APO, LXA hit the playground and teeter totter for cystic fibrosis

APO, LXA hit the playground and teeter totter for cystic fibrosis

by Katie AnthonyStaff Writer

According to the Cystic Fibrosis Foundation, 70,000 people worldwide suffer from cystic fibrosis and Simpson College’s service fraternity, Alpha Phi Omega, and Lambda Chi Alpha fraternity are doing their part to help find a cure.

Members of these two organizations set up a teeter-totter in numerous places across campus and across the community in order to collect change for finding a cure for cystic fibrosis.

The organizations raised around $300 during their one-day fundraiser.
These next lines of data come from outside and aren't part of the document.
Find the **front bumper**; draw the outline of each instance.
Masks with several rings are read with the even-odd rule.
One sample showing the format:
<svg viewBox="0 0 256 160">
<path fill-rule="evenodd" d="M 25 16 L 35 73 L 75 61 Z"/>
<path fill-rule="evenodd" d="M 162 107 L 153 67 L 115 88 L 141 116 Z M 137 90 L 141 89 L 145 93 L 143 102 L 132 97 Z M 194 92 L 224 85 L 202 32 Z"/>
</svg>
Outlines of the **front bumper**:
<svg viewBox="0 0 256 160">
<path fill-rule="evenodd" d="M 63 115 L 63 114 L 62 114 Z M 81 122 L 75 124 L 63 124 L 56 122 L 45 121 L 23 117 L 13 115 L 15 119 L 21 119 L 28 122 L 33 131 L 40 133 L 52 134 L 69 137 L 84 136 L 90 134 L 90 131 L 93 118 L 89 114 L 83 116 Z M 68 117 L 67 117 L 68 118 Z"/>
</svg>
“I really liked how well we tried to do all we can and how well our philanthropy coordinator, Nels Dovre, put together everything, like all the locations we were: Circle of Knowledge, outside Pfeiffer, Wal-Mart parking lot, and Gray’s Lake,” freshman Alec Medeiros said. “We were really able to get our message heard that way.”

Cystic fibrosis is defined as being, “an inherited chronic disease that affects the lungs and digestive system. A defective gene and its protein product cause the body to produce unusually thick, sticky mucus that clogs the lungs and leads to life-threatening lung infections; and obstructs the pancreas and stops natural enzymes from helping the body break down and absorb food.”

Because of this disease, many children are not able to attend schools or lead a regular life without treatment-and APO and LXA hold a fund raiser each year to raise money for a cure.

Senior Sara Stoddard agrees that the message was well received this year. While there was some misunderstanding when the teeter-totter was moved to the Wal-Mart parking lot, the conflict was resolved by moving the teeter-totter, and in the end, participants said the fundraiser was successful.

“I was working on the teeter-totter outside of the green light hip-hop dance,” Stoddard said. “Sure, a lot of people ignored us and just kept walking, but at the same time, it seemed like a lot of people would turn around and go back to their rooms to get change and come back and donate money.”

Medeiros agreed with Stoddard that the students and faculty on the Simpson campus were open-minded and generous with donations.

“We were out there on a teeter-totter trying to raise money for a good cause and people were pretty nice about it too,” Medeiros said. “We did have a couple of stingy people, but I suppose that is to be expected of course.”

This fund raiser was noticed, not only by the people in the Greek community, but by students across the entire campus.

‘I thought it was very interesting to see them on campus and then I saw them again at Wal-Mart,” freshman Emily Monaghan said. “It really showed me that they involved the community, and I was really impressed by the Greek life community this week. I’m not in the Greek community, so seeing them really active on the campus when it wasn’t Greek week and then seeing them go out in to the community and involve them really impressed me and gave me a good impression of Greek life.”